You can also perform limb-sparing surgery, which is generally performed by separating the malfunctioning cells or tumor without removing the leg. You must do this simultaneously with chemotherapy. As the surgery is a major one, it needs a lot of post-operative care as limbs take a lot of time to properly heal.

If you don’t have the courage enough to go through with amputation and palliative radiotherapy, you can try giving your dogs analgesic drugs.
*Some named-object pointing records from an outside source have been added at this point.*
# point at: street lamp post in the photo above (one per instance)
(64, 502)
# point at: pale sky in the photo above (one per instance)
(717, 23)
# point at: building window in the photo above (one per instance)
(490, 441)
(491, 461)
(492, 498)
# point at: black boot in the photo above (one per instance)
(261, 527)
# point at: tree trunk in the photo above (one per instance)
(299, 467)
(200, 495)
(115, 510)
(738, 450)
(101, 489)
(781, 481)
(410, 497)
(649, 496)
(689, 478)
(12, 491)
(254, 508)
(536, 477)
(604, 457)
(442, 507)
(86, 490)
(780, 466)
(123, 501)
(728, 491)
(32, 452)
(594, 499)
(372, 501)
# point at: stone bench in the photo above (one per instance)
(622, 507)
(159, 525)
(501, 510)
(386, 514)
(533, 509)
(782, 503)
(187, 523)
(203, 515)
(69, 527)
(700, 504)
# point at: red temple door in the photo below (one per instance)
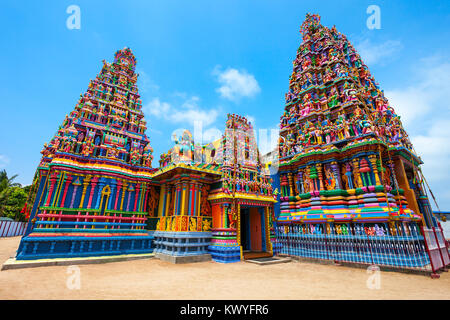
(255, 230)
Though they aren’t that effective in lessening the intensity of the pain that much, they still give some sense of peace.

We also recommend some alternative treatment choices like targeted nutritional therapy that comprises of a keto diet to cure cancer among dogs. You can also opt for injecting natural remedies like the combination of bromelain, vitamins A, omega-3 fatty acids, vitamin D, and an herb formula known as Hoxsey. In many cases these particular treatments were successful in handling cancer.

The Best Time to Euthanize Dogs with Osteosarcoma

There’s no direct answer when it comes to euthanizing a dog with Osteosarcoma, as it’s involved with a lot of considerable factors. Still, for many dog owners, it all depends on the quality of its life.

If you see that your dog has completely lost its ability to live the life it once lived comfortably, if it’s going through constant, excruciating pain; then no matter how much it breaks your heart, but it’s time to give your goodbyes to your furry friend.

You should know that you’re not alone in this. There are many veterinary professionals who can guide you through the process of making this important yet heartbreaking decision. Also, don’t limit your consultation to one professional only; you should go for more than one.

In this way, you’ll be able to provide yourself with the best possible advices from multiple sources. Therefore, you’ll get the chance of weighing up your options and choose the best one for your furry friend. This will help you a lot when it’s about figuring out the right time for euthanizing your dog.

Final Thoughts

There’s no worse feeling than losing your canine friend to an aggressive disease like osteosarcoma. We can’t even imagine the pain it can cause one. We hope that what we’ve mentioned above can help you make out the appropriate time to euthanize your dog so that you can spend the rest of its living days knowing and making yourself mentally ready for it.